High-quality educational technology has the potential to enhance the learning experience of every student, on both an individual and a systemic scale. However, without systemic actions to ensure all students have access to the digital infrastructure and skills needed to perform, the increased use of technology in everyday schooling will continue to expand the digital divide. We have the opportunity—and moral responsibility—to address the digital inequities in a way that will not only improve the education of all students but also build resilience into our educational systems, today and well into the future.

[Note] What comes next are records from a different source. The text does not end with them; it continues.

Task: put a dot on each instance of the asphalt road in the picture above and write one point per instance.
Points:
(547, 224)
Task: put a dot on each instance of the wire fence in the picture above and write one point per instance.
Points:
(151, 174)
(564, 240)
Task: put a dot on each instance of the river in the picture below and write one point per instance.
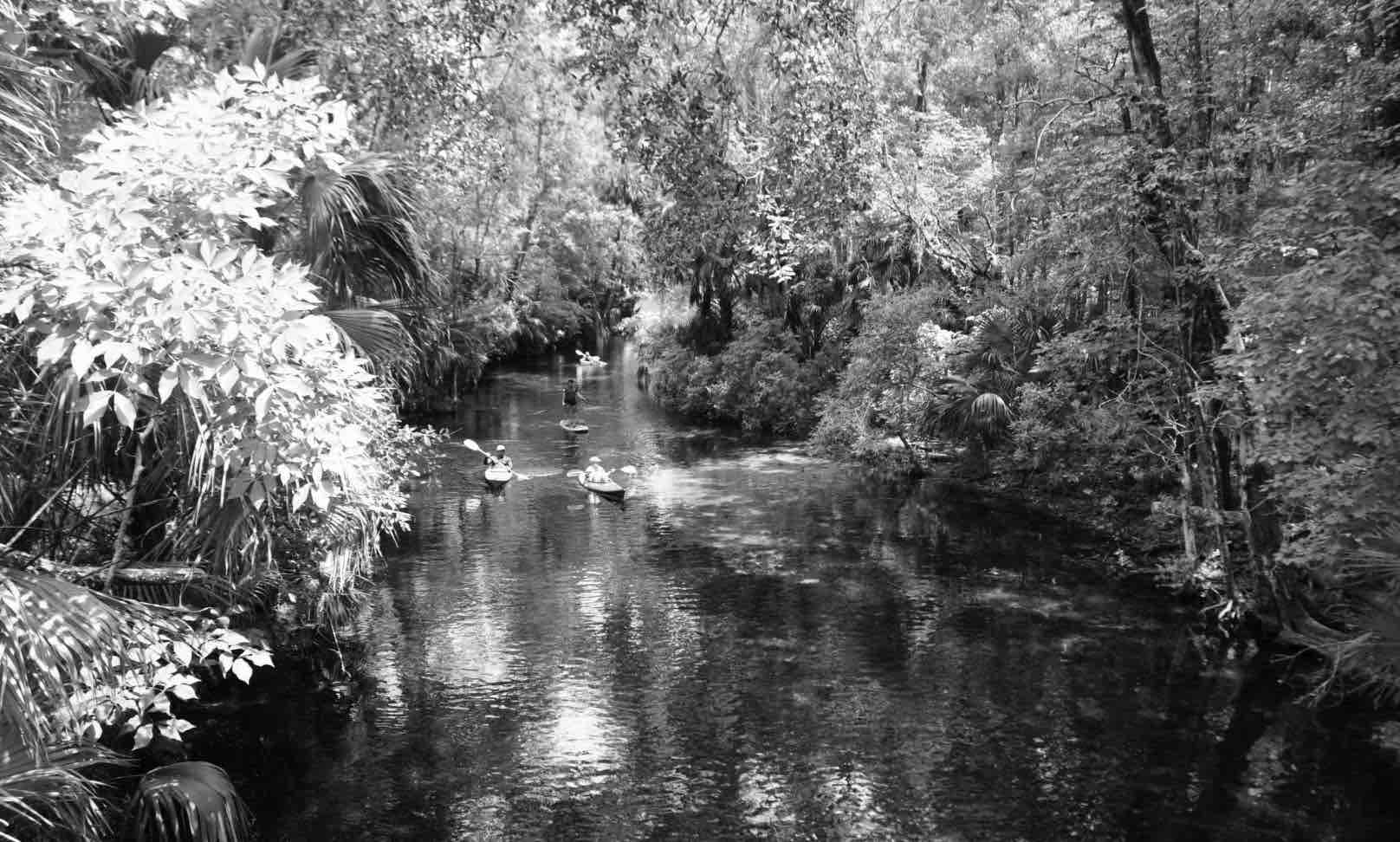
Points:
(761, 644)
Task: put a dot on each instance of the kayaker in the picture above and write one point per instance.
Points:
(595, 471)
(500, 458)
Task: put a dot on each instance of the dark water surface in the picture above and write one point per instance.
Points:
(759, 644)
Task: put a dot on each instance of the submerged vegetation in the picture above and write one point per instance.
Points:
(1144, 256)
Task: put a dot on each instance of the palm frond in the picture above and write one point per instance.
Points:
(188, 801)
(50, 796)
(375, 334)
(27, 108)
(963, 411)
(360, 236)
(266, 47)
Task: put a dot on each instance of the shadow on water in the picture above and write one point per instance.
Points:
(766, 644)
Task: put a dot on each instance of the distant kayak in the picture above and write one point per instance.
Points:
(604, 489)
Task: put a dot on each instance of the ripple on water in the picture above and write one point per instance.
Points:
(759, 646)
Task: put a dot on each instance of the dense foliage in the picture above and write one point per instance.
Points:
(1138, 254)
(1136, 251)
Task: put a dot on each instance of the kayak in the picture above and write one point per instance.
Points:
(604, 489)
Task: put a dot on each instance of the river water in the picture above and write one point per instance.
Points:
(759, 644)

In our recently released Canadian discussion paper “Education Equity, the Digital Divide, and COVID-19,” we examine some of the equity concerns surrounding COVID-19 and K–12 education, raising this as a foundational issue with the hope of facilitating meaningful action toward alleviating inequity and creating resilient systems of learning. This paper includes recommendations for how education leaders can use the lessons they learned from the first year of online education delivery to propel us into a future where all students have more robust and equitable learning opportunities.